Re: Matching NUL characters

  o MIME decoding may not be implemented and everything is (legally)
    treated as literal, although implementing it is a strong SHOULD.
    If not implemented, comparison works unless 8-bit characters are
    encountered.


no, MIME decoding is required.


It is not, because decoding etc. in section 2.7.2 is only a SHOULD and
followed by:

   If implementations fail to support the above behavior, they MUST
   conform to the following:

      No two strings can be considered equal if one contains octets
      greater than 127.

So it is not *required*, but it's not clear what is required.  That's
subject to interpretation.

  o  Broken words are treated as literal strings (MUAs either do that or
     decode them to junk, when their parser fails)


words that doesn't match the grammer are treated as literals.  how to
treat words that broken for other reasons is specified in RFC 2047
section 6.


I see the following in section 6:

   A mail reader need not attempt to display the text associated with an
   'encoded-word' that is incorrectly formed.  However, a mail reader
   MUST NOT prevent the display or handling of a message because an
   'encoded-word' is incorrectly formed.

So what is sieve supposed to do with incorrect words and where is that
defined?

   If the mail reader does not support the character set used, it may
   (a) display the 'encoded-word' as ordinary text (i.e., as it appears
   in the header), (b) make a "best effort" to display using such
   characters as are available, or (c) substitute an appropriate message
   indicating that the decoded text could not be displayed.

That's fine for a human interface, but an automated filter should
have a determined behaviour.

  o  Correct words with unknown character sets are treated as literal
     strings.  The assumption that all unknown character sets are
     one-byte codes and identical to US-ASCII in their lower 128
     octets is not sound.


remember that you can only compare against literal UTF-8 strings
(well, at least until we have a variables extension), so the
alternative is to make _all_ matches against strings in an unknown
character set fail.  that is not very useful.

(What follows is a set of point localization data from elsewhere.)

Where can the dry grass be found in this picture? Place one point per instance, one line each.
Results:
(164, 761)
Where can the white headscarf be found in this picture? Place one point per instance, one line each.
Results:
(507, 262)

The alternative is not to decode and convert what can't be decoded
and converted.  If the word is broken, or the character set is unknown,
then don't decode and convert it.

  Rationale: I would like the following test to be true:
  
     Subject: abc =?iso-8859-1?q?=c3abc?= =?unknown?q?def?=
  
     header : contains ["Subject"] ["abc"]
  
  The header can not be decoded entirely, so Sieve scripts should
  view it as the UTF-8 character for capital A with diaresis,
  followed by "abc" and "=?unknown?q??=".
  
  RFC 3028 would let the test fail, because the _whole_ header could
  not be converted and there is an 8-bit character.


actually, this isn't clear in the RFC.  the string "abc" doesn't
contain 8-bit characters, and neither does the matching substring
"abc"...  I think the RFC can be read either way.  I favour that the
test is allowed to fail, though.


I favour well determined behaviour.

Concerning my original point of NUL characters, I read RFC 2047 again:

   Only printable and white space character data should be encoded using
   this scheme.  However, since these encoding schemes allow the
   encoding of arbitrary octet values, mail readers that implement this
   decoding should also ensure that display of the decoded data on the
   recipient's terminal will not cause unwanted side-effects.

First, the requirement of printable and white space character data is
a SHOULD.  Second, an embedded NUL causing a string to be truncated,
is an "unwanted side-effect" to me, but I have to accept it's only a
SHOULD, too.

This can probably be interpreted in sieve implementations failing to
match the substring "def" in "=?iso-8859-1?q?abc=00def?=" to be correct.
Amazing, isn't it?

Again, I favour well determined behaviour.  All those SHOULDs make it
very hard to implement Sieve, which is not helpful.  Converting some to
MUSTs would make is much easier.

Michael